Samuels Joanne G, Kritter Dawn
Department of Nursing, University of New Hampshire, Durham, USA.
Comput Inform Nurs. 2011 Sep;29(9):512-8, quiz 519-20. doi: 10.1097/NCN.0b013e31821a1582.
Pain management documentation, consisting of assessment, interventions, and reassessment, can help provide an important means of communication among practitioners to individualize care. Standard-setting organizations use pain management documentation as a key indicator of quality. Adoption of the electronic medical record alters the presentation of pain management documentation data for clinical and quality evaluation use. The purpose of this study was to describe pain management documentation output from the electronic medical record to gain an understanding of its presentation and evaluate the quantity and quality of the output. After institutional review board approval, data were abstracted from 51 electronic records of postsurgical patients in a 100-bed community hospital. Time-variant pain assessments, interventions, and reassessments were organized into pain management episodes to provide clinically interpretable data for evaluation. Data sources were identified. Data generated 1499 episodes for analysis. Analysis of variance results implied that pain management documentation changes with pain severity. Despite legibility and date and time stamping, inconsistencies and omitted and duplicated documentation were identified. Inconsistent data origination posed difficulty for interpreting clinically relevant associations. Improvements are required to streamline fields and consolidate entries to allow for output in alignment with care.

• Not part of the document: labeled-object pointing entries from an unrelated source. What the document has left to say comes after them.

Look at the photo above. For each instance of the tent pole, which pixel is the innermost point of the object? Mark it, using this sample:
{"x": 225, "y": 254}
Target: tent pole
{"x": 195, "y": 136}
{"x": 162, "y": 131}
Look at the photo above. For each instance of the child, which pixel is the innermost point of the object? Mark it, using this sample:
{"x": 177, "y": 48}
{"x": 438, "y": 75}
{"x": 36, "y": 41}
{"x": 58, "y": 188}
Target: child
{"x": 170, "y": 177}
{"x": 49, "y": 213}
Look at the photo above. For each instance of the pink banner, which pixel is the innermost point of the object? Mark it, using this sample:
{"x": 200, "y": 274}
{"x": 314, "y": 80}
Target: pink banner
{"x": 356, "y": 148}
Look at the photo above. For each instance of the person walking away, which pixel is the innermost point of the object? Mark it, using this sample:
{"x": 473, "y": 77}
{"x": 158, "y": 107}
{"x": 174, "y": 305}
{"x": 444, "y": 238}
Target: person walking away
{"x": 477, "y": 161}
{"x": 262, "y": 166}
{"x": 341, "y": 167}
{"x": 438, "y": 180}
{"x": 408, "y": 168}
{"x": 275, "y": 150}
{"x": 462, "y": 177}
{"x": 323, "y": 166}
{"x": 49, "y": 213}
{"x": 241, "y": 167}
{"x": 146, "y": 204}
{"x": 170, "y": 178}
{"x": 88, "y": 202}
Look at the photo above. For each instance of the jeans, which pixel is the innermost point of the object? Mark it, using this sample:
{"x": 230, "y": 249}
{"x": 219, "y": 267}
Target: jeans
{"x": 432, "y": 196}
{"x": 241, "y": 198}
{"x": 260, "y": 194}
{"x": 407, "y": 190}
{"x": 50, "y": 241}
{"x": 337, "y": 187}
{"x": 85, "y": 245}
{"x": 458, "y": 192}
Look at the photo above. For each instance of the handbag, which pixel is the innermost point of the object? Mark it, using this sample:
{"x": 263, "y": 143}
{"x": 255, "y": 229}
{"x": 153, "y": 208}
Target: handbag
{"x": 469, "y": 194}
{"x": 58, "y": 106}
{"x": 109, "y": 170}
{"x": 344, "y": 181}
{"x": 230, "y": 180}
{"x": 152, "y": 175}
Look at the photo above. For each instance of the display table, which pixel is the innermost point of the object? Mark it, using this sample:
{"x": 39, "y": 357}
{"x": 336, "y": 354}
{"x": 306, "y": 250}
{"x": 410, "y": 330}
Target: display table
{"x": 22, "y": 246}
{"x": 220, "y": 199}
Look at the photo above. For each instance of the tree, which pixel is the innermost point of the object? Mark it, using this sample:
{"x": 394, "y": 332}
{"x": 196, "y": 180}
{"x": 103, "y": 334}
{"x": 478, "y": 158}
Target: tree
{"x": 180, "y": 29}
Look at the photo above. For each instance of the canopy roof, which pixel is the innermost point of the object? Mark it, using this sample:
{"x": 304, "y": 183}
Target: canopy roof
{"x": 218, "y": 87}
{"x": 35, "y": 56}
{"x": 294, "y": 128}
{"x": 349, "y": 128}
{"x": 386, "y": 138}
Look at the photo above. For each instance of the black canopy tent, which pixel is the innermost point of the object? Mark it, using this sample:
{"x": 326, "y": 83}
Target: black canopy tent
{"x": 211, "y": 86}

疼痛管理文档,包括评估、干预措施和重新评估,有助于为从业者之间提供一种重要的沟通方式,以实现个性化护理。标准制定组织将疼痛管理文档用作质量的关键指标。电子病历的采用改变了用于临床和质量评估的疼痛管理文档数据的呈现方式。本研究的目的是描述电子病历中的疼痛管理文档输出,以了解其呈现方式,并评估输出的数量和质量。经机构审查委员会批准后,从一家拥有100张床位的社区医院的51份外科手术患者电子记录中提取数据。随时间变化的疼痛评估、干预措施和重新评估被组织成疼痛管理事件,以提供可用于评估的临床可解释数据。确定了数据来源。生成了1499个事件用于分析。方差分析结果表明,疼痛管理文档随疼痛严重程度而变化。尽管文档清晰可读且有日期和时间标记,但仍发现了不一致以及遗漏和重复的文档。数据来源不一致给解释临床相关关联带来了困难。需要进行改进以简化字段并合并条目,以便输出与护理保持一致。